All the best to you too.
I’m very sorry to hear that. I wish you a full recovery, both from your illness and from your heartbreak. Breaking up is never easy but adding an illness into the mix must be difficult. I’ve always enjoyed your posts and feel like I’ve gotten to know you a little from them. All the best in the future, you’re in my thoughts.
Thank you. You are right, the illness adds a layer of hopelessness to everything. But your wishes mean a lot to me.
I’m really glad I got to meet you through our blogs. I hope we will keep in touch.
I’m sorry to hear about it.. I really hope that everything will improve in the future!! I don’t know u personally but I’m sure that u are very strong and optimistic person. And I really admire both of u and ur experience. Thank you a lot. U made so many people much happier including me!! And thank u for sharing everything with us, I really want to support u as much as I can! Strongly believe in u and wish u all the best~ Hope to hear from u one day if it’s possible. Please take care!!
Thank you for everything you’ve said, it means a lot to me.
I’m glad we had this experience as well, even if it hurts a bit too much right now.
It was my pleasure to share, and to read all the comments, so thank you as well.
Oegukeen, I’m sorry to hear about it.. I wish you and Kimchi man will recover from illness. Yes I understand, its hurt especially when been together for a long time even if long distance relationship because I’ve experience this too. Be strong!! Break up with one Korean doesn’t mean you cannot get a new Korean (if you still prefer them) :) I did! hehe and I hope this time it’s work, but still we don’t know what future hold. All we can do is do our best and pray.Thank you for sharing Korea information and culture.
Please Take care. ^^ All the best to both of you.

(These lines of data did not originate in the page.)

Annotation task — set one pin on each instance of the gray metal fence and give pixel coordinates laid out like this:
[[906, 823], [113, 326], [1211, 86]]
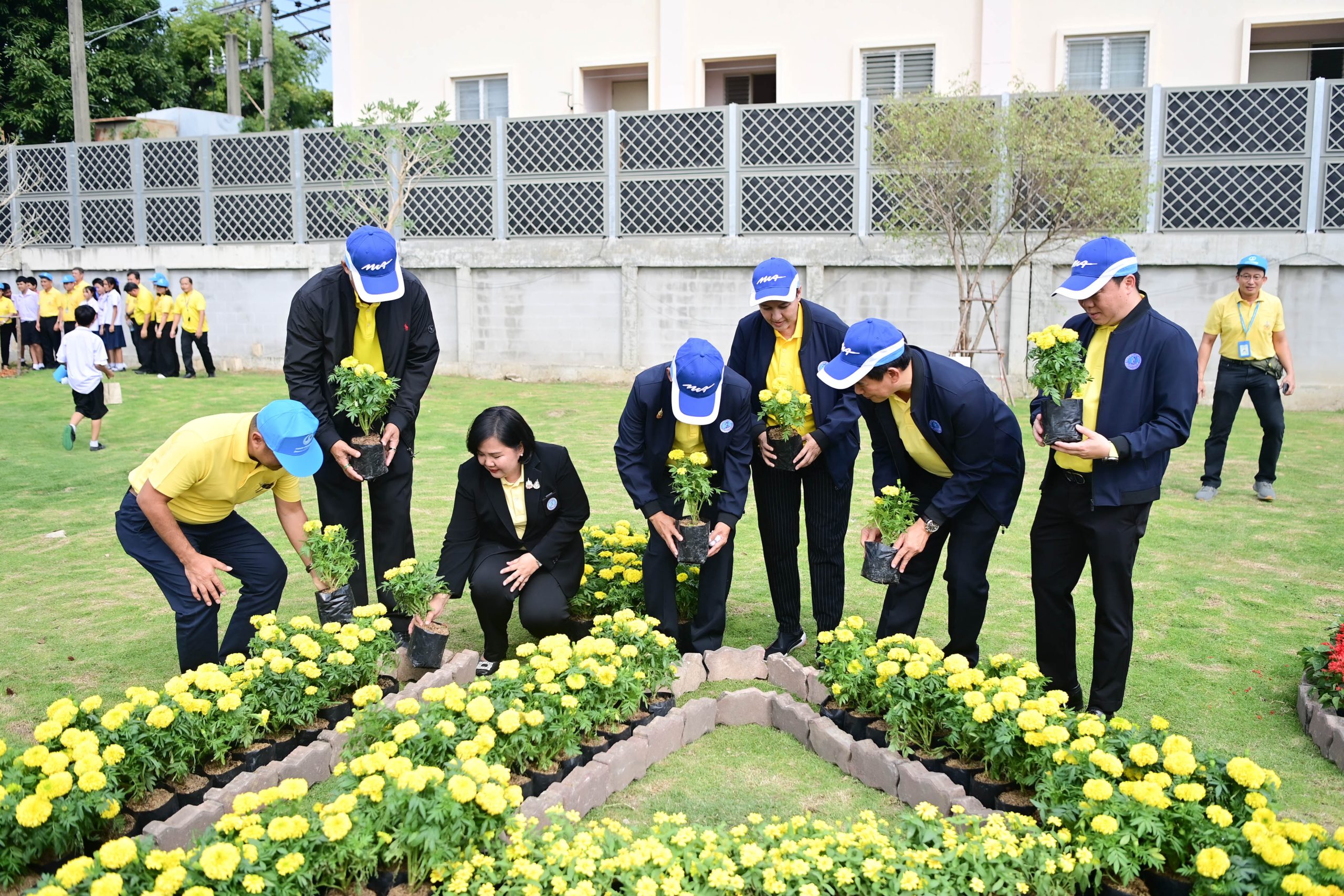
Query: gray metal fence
[[1232, 157]]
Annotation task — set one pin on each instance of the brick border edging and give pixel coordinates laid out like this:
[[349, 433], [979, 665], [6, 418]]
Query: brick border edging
[[1323, 726]]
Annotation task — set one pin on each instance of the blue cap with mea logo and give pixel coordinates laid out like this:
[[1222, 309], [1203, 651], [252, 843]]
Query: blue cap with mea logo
[[1253, 261], [1096, 263], [774, 280], [375, 265], [697, 376], [288, 429], [867, 344]]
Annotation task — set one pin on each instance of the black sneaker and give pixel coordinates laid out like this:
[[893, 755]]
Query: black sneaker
[[786, 644]]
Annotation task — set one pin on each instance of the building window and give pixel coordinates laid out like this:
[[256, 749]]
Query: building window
[[481, 99], [1107, 62], [891, 71]]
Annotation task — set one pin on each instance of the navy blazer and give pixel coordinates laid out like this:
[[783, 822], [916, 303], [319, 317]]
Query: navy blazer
[[481, 524], [967, 425], [1148, 394], [646, 433], [834, 412]]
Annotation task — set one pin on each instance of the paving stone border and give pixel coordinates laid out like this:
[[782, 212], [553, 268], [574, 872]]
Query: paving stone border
[[1323, 726], [589, 786]]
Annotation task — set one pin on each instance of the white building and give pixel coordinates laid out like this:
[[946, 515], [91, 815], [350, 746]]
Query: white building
[[519, 58]]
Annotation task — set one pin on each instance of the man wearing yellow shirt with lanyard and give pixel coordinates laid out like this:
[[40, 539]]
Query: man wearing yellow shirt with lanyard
[[783, 343], [1097, 492], [373, 308], [1254, 354]]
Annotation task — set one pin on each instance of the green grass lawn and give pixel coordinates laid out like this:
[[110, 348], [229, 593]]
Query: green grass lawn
[[1226, 593]]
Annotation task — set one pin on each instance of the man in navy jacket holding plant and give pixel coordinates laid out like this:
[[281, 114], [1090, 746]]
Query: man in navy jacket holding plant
[[780, 347], [694, 405], [1096, 496], [944, 436]]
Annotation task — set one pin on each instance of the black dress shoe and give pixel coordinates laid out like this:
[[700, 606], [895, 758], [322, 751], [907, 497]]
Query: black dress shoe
[[786, 644]]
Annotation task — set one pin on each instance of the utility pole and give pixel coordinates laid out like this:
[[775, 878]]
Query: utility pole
[[233, 77], [268, 53], [78, 73]]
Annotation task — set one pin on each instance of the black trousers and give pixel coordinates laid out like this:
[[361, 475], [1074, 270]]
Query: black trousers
[[49, 332], [340, 501], [1234, 379], [233, 541], [542, 605], [780, 499], [1066, 534], [203, 344], [971, 539], [706, 630]]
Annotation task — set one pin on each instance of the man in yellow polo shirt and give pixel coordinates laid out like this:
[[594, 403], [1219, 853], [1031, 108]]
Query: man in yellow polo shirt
[[781, 343], [1254, 354], [178, 519], [190, 321]]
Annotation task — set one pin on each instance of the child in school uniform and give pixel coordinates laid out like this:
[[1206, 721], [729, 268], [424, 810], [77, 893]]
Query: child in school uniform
[[87, 362]]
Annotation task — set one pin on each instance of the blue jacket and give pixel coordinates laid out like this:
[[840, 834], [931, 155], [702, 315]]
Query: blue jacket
[[644, 440], [1148, 394], [834, 412], [967, 425]]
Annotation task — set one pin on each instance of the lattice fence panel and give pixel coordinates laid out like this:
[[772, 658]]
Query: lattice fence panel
[[569, 145], [261, 218], [45, 222], [460, 210], [1335, 133], [250, 162], [104, 167], [172, 219], [42, 170], [108, 222], [797, 205], [1264, 196], [1235, 121], [1332, 198], [171, 164], [332, 214], [671, 140], [685, 206], [565, 208], [797, 135]]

You are right, it hurts even thought we have been long distance for a while now, because my mind always wanders back to the time when we had lived together.
Thank you for all your kind wishes.
I still feel strong, but our situation is much more different than other LDR couples, i tried to find a couple like us, but there’s none.

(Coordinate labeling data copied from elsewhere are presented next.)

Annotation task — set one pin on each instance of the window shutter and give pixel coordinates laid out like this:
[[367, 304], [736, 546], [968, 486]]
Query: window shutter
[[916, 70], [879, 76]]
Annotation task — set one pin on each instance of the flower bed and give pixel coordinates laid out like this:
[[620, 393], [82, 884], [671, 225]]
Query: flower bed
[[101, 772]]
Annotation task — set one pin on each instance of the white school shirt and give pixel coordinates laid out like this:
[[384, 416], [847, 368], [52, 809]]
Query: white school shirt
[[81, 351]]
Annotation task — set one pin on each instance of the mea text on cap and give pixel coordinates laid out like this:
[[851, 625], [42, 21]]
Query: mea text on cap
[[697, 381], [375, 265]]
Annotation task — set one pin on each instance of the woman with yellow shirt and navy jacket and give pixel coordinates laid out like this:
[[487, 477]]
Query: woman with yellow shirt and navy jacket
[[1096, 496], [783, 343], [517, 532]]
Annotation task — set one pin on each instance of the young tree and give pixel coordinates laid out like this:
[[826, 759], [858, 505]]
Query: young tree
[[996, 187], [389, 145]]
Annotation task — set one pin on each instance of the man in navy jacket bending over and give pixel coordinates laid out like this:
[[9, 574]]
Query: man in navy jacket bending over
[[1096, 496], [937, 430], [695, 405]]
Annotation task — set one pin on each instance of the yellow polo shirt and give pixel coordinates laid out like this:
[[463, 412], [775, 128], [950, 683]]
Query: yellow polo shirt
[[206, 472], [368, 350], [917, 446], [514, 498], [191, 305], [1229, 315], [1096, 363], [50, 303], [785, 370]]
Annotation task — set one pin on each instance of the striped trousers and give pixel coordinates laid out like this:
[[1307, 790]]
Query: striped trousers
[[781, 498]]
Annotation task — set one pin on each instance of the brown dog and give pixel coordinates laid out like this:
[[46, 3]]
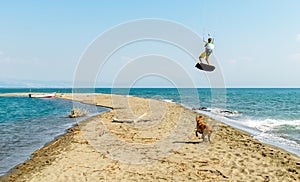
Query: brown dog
[[203, 128]]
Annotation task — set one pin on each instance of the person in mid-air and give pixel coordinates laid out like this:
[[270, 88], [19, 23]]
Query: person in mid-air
[[209, 46]]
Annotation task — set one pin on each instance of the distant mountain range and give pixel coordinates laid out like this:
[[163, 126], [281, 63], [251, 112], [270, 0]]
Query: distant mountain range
[[12, 83]]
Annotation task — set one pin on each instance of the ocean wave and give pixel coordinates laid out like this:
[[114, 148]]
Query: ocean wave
[[265, 125]]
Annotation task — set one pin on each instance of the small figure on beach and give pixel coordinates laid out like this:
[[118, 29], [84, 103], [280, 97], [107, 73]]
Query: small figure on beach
[[203, 128], [209, 46]]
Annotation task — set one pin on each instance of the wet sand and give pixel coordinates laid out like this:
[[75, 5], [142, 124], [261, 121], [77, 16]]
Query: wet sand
[[155, 142]]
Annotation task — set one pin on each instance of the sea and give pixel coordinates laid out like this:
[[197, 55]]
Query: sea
[[271, 115]]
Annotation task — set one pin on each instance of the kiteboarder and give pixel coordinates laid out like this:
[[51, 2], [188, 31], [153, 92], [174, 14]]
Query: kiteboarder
[[209, 46]]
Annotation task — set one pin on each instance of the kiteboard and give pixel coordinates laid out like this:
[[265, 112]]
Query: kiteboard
[[205, 67]]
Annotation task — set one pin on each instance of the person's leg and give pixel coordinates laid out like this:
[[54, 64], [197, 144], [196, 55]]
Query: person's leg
[[208, 53], [202, 56]]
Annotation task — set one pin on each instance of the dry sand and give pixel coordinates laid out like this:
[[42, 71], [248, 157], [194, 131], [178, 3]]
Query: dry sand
[[159, 146]]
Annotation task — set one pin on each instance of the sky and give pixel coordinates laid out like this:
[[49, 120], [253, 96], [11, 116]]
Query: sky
[[257, 42]]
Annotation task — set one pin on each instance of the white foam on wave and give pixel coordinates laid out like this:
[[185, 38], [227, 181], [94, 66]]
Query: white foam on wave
[[266, 125], [263, 130]]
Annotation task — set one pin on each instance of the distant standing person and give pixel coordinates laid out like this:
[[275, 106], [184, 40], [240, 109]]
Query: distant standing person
[[209, 46]]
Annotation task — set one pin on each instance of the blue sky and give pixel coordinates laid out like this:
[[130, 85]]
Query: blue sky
[[257, 42]]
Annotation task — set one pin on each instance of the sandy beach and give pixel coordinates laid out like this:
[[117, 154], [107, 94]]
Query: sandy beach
[[149, 140]]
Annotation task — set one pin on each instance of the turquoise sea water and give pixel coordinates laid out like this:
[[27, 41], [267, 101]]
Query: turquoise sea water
[[28, 124], [269, 115]]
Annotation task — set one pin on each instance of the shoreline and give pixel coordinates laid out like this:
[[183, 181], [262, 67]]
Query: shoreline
[[225, 139]]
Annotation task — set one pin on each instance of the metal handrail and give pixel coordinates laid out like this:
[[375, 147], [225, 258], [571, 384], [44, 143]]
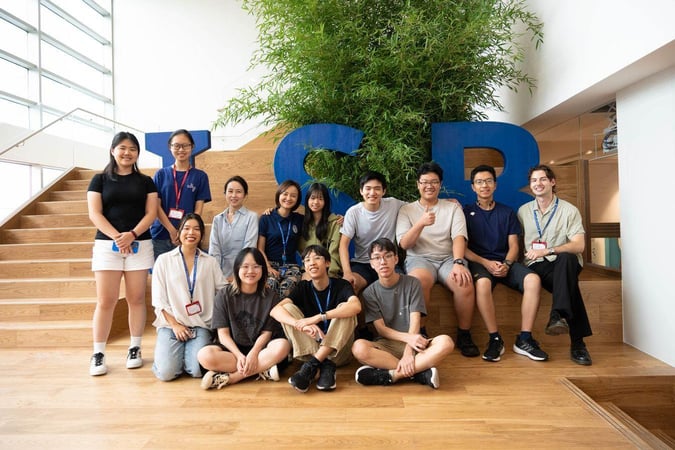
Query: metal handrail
[[64, 116]]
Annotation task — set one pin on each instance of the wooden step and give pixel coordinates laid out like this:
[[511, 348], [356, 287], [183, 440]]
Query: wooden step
[[68, 195], [46, 333], [45, 309], [54, 250], [62, 207], [48, 287], [55, 221], [76, 185], [46, 235], [48, 268]]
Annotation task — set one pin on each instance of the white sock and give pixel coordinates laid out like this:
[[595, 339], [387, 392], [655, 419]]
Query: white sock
[[135, 341]]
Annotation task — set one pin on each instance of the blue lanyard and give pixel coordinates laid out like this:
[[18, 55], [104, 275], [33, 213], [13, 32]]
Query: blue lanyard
[[284, 239], [322, 309], [191, 285], [536, 221]]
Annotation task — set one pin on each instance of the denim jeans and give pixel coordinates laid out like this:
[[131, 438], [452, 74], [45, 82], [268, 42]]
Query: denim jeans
[[173, 357]]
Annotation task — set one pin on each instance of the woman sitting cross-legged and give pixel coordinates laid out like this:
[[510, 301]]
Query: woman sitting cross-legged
[[250, 341], [185, 281]]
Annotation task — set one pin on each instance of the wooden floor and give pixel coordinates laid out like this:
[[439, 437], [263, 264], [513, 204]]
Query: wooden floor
[[49, 401]]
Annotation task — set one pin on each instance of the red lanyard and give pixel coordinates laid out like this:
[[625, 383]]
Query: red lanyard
[[178, 190]]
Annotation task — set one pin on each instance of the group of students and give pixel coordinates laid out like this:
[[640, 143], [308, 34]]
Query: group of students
[[263, 304]]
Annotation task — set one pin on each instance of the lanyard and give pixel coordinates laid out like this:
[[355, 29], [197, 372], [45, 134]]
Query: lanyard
[[178, 190], [536, 221], [322, 309], [284, 239], [191, 285]]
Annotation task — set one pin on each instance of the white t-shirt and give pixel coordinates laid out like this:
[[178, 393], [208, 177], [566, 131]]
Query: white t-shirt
[[435, 241], [363, 226]]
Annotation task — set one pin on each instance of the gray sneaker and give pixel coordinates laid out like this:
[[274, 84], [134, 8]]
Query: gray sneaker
[[530, 348]]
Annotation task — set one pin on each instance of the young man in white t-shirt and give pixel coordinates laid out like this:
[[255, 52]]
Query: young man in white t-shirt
[[433, 232]]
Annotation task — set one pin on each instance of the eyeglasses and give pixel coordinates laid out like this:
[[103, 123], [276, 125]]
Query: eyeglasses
[[386, 257], [426, 183]]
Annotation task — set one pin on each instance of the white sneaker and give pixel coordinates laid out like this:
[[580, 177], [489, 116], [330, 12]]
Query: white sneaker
[[134, 360], [97, 365], [270, 374]]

I’d like to share my story with u, but u’re not in a good mood, i guess.
Please share ur love srory please:-)
Of course you can share your story.
Dear Oegukeen, like so many others on this list I fell in love with your relationship. I too believe people can love across cultures and countries. Please know how much your honest insights helped so many of us look at and try to examine our own ideas and stereotypes. I think you are a brave soul and I believe you will find love again, even though at this time it is painful. All good things to you and Kimchee Man.

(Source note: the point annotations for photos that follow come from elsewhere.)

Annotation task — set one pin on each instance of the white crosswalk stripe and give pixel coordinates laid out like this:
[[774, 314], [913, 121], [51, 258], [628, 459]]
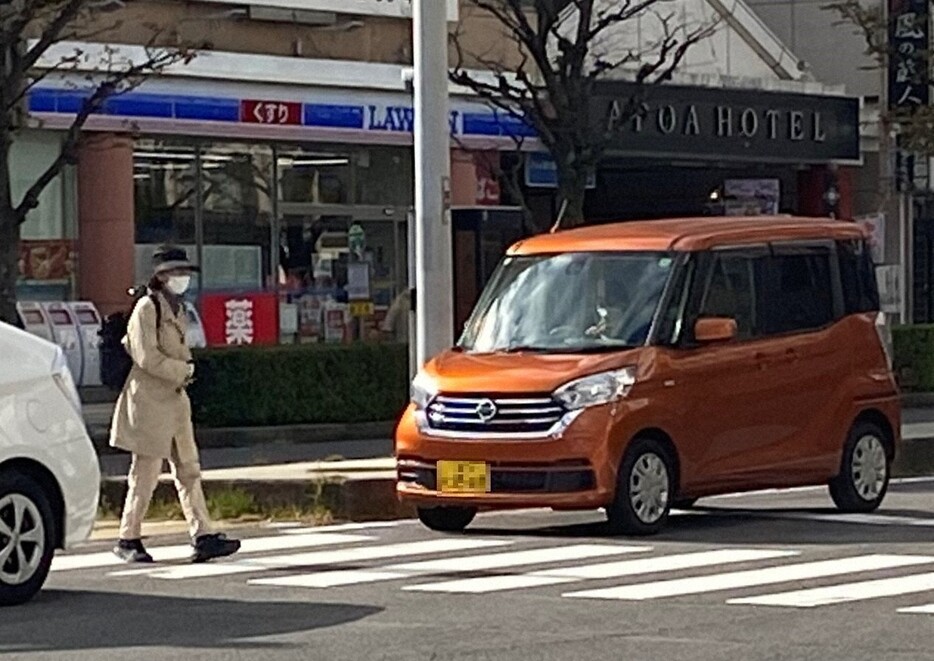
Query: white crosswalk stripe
[[601, 571], [753, 577], [838, 594], [460, 565]]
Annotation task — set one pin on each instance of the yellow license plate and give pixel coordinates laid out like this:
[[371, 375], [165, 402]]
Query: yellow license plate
[[463, 477]]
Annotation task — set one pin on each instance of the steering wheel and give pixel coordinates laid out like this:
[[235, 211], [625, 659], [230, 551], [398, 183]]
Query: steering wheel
[[564, 330]]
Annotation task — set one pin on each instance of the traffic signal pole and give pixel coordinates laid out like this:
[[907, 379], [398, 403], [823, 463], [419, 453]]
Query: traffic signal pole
[[434, 286]]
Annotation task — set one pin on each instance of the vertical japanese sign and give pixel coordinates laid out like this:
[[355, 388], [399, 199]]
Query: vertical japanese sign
[[909, 39], [240, 319]]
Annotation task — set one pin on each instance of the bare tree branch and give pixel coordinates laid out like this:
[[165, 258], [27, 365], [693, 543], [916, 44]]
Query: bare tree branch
[[117, 82]]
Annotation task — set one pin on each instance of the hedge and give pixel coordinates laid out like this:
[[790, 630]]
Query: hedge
[[299, 384], [914, 357]]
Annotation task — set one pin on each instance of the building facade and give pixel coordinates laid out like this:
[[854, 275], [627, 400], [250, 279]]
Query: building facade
[[282, 155]]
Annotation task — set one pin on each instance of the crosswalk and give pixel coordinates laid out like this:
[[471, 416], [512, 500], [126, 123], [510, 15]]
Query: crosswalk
[[596, 570]]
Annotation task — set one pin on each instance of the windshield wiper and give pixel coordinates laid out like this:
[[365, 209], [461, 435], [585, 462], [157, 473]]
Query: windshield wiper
[[601, 348], [527, 348]]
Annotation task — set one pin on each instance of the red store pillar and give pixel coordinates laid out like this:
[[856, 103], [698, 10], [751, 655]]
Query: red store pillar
[[106, 222]]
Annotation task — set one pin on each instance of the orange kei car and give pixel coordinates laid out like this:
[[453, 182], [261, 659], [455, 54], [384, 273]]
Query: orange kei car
[[640, 366]]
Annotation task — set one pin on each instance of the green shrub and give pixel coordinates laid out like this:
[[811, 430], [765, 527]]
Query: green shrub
[[914, 357], [299, 384]]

I also think there was something special about our relationship even though it was not built to last. But I guess that doesn’t mean that it wasn’t worth having.
I’m really surprised now that you (and many other people in this thread) think our posts were so useful. It really warms my heart. Thank you.
I am so sorry Oegukeen. I understand how You feel coz I fell in love with a guy abroad and things were going well till we realise we couldn’t be. I cried, almost hated online and everyone around me said online relationship is fake until I came across this site and read Your posts. I am so sorry. You r a very strong person. I believe You will come over it soon. If You are meant to be, You will re-unite. If not, Allah will provide a better person for You two.
I see that you know how it feels. Thank you for your kind wishes.